Referentie! Zaailingen worden de dag vóór het verplanten water gegeven - het zal gemakkelijker zijn om ze uit matig vochtige en soepele grond te verwijderen.
Werkorder:
- De potten worden 1-2 cm onder de randen gevuld met aarde. In het midden wordt een gat gemaakt met een diepte van 5-7 cm en een diameter van maximaal 2 cm.Als zaailingen worden overgeplant uit cassettes met behulp van de overslagmethode, moet de grootte van het gat 1 cm breder zijn dan de aarden bal. De gaten in de containers zijn gerangschikt in een schaakbordpatroon volgens het patroon van 8x8 cm.
- De zaailing wordt bij de bladeren vastgehouden en met een spatel of een theelepel uit de grond getrokken. Knijp indien gewenst 1/3 van de centrale wortel samen (dit is de langste).
- De plant wordt in het gat geplant tot aan de zaadlobben. De grond wordt verdicht en overvloedig bewaterd met water op kamertemperatuur.
- De geoogste zaailingen worden gedurende 3 dagen in de halfschaduw bewaard, bij een temperatuur van +18...+20°C. Daarna keren ze terug naar het gebruikelijke regime: zon, lange daglichturen, +14...+16°C overdag en +10...+12°C 's nachts.
Landbouwtechnologie van late kool
Kenmerken van late koolsoorten:
- groeiseizoen - van 120 tot 150 dagen;
- grote koolkoppen en hoge opbrengst;
- kwaliteit behouden - tot 6-7 maanden;
- accumuleert geen nitraten;
- in korte zomeromstandigheden worden ze alleen via zaailingen gekweekt.

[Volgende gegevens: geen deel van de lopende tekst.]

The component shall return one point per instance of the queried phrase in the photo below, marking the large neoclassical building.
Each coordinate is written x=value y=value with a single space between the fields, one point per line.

Zaailingen worden in april gezaaid. Ze worden overgebracht naar het tuinbed bij een stabiele temperatuur van +12…+15°C. Zaailingen van late variëteiten zijn niet koudebestendig, dus worden ze 2 weken vóór het planten in de frisse lucht afgehard.
Zaaien in de volle grond gebeurt alleen in goed verwarmde grond. De zaaidiepte is 2-3 cm, de planten worden uitgedund in de fase van 2-3 echte bladeren. Bij koud weer zijn de bedden bedekt met folie.
Het plantpatroon is schaars. Kool blijft lang in de tuin staan, de rozetten zijn groot, waardoor hij veel licht nodig heeft om volledig te rijpen. Als je het dikker maakt, zullen de bladeren groeien, maar de vorken zullen niet binden.
Meststoffen worden toegepast:
- in de 5-bladige fase;
- wanneer een rozet wordt gevormd;
- in het stadium van hoofdvorming;
- tijdens de periode van vorkmassawinst.
De oogst wordt geoogst in de fase van biologische rijpheid. Het is raadzaam om dit vóór de eerste nachtvorst te doen, maar de vorken zijn niet bang voor een lichte vorst - je hoeft alleen maar te wachten tot ze overdag ontdooien.
Conclusie
Zonder zon en water zal kool geen vork binden. Meststoffen zijn nodig zodat er snel een rozet ontstaat en de koolkoppen maximaal gewicht krijgen. De samenstelling van de bodem beïnvloedt de smaak van groenten en de weerstand van het gewas tegen ziekten. Onder optimale ontwikkelingsomstandigheden en de juiste verzorging zal elke variëteit een hoge productiviteit vertonen.